(Bloomberg) -- Global energy markets that have thrown up plenty of anomalies in 2022 as flows get rerouted and prices jump just saw a fresh quirk: India, typically Asia’s leading gasoline and diesel exporter, has been forced to step up imports of the fuels.
Gasoline imports rose to about 13,000 barrels a day in the first half of June, a seven-month high, according to Vortexa Ltd. Diesel imports, meanwhile, are set to surge to the highest since February 2020 at about 48,000 barrels a day, tenders by Indian Oil Corp. and Bharat Petroleum Corp., as well as Vortexa figures show.
The rare uptick has been driven by a need to cover local shortfalls even as India has emerged as a top buyer of shunned Russian crude following the invasion of Ukraine, and its refiners go all out to produce fuels. Elevated international product prices have prompted India’s private refiners to boost exports, creating a shortage that state processors are now rushing to address with extra imports.

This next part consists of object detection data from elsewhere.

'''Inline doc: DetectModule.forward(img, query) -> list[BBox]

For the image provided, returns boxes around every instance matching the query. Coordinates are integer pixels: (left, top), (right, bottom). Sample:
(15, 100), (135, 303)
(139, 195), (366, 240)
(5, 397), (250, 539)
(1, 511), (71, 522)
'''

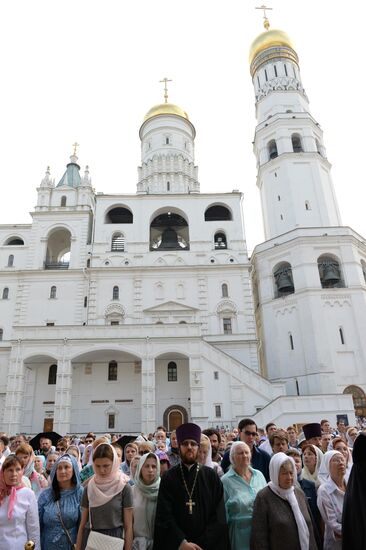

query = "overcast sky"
(0, 0), (366, 251)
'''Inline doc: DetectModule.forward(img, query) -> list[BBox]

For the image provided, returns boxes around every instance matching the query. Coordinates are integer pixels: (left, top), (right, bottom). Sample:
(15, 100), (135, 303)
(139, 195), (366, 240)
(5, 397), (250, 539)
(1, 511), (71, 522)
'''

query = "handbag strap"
(56, 500), (74, 548)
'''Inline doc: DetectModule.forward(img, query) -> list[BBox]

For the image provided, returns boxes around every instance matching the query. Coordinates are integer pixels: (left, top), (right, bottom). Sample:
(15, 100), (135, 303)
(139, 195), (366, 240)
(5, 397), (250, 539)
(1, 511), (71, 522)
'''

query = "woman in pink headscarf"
(0, 455), (40, 550)
(76, 443), (133, 550)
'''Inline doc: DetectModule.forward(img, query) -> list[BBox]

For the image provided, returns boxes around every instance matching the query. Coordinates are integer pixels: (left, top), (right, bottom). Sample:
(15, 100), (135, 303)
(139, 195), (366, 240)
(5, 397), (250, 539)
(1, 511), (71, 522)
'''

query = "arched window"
(105, 206), (133, 223)
(291, 134), (304, 153)
(273, 262), (295, 298)
(168, 361), (178, 382)
(112, 286), (119, 300)
(205, 204), (233, 222)
(267, 139), (278, 160)
(318, 254), (344, 288)
(48, 365), (57, 386)
(111, 233), (125, 252)
(343, 386), (366, 416)
(215, 232), (227, 249)
(108, 361), (118, 382)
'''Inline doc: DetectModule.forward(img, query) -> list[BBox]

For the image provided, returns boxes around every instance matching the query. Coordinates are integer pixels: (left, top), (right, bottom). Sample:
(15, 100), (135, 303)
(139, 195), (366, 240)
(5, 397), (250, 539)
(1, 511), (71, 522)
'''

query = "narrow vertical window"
(112, 286), (119, 300)
(108, 361), (118, 382)
(288, 332), (295, 349)
(48, 365), (57, 386)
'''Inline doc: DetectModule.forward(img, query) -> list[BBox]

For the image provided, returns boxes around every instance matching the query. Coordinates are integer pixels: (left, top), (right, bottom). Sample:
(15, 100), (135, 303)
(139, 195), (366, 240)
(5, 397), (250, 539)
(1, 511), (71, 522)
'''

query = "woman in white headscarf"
(318, 451), (351, 550)
(250, 453), (317, 550)
(132, 453), (160, 550)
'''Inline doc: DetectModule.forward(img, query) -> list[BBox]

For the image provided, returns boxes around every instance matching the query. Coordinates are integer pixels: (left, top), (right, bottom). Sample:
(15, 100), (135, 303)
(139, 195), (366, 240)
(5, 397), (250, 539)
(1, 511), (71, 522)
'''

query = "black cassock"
(153, 464), (230, 550)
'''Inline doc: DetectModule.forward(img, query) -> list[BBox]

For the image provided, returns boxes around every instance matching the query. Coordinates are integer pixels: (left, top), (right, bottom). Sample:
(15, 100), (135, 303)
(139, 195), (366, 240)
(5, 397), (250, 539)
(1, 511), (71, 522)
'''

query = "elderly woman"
(318, 451), (351, 550)
(250, 453), (317, 550)
(302, 444), (323, 489)
(0, 455), (40, 550)
(132, 453), (160, 550)
(342, 432), (366, 550)
(220, 441), (267, 550)
(38, 454), (83, 550)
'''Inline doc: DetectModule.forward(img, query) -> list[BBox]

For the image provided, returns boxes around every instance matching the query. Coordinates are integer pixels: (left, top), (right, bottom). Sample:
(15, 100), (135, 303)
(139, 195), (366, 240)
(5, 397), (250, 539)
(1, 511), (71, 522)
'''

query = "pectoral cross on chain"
(186, 498), (196, 516)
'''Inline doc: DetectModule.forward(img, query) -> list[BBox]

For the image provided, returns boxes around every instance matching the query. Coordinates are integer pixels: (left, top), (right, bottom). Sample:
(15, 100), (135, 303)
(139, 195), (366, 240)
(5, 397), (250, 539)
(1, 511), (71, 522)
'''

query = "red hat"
(176, 422), (201, 445)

The heightened import activity from India is shrinking Asia’s pool of fuel supplies at a time when China, which is also a key shipper of diesel and gasoline, has been cutting back. Planned fuel volumes from China for July have been reduced following refinery maintenance this month, according to industry consultant OilChem.
India’s rush to buy gasoline and diesel has already driven a surge in regional refining margins for both fuels, according to industry consultancy FGE, which said there have been fuel shortages in the states of Tamil Nadu and Gujarat. The country is expected to keep importing more fuel in the coming months, FGE said in a recent note.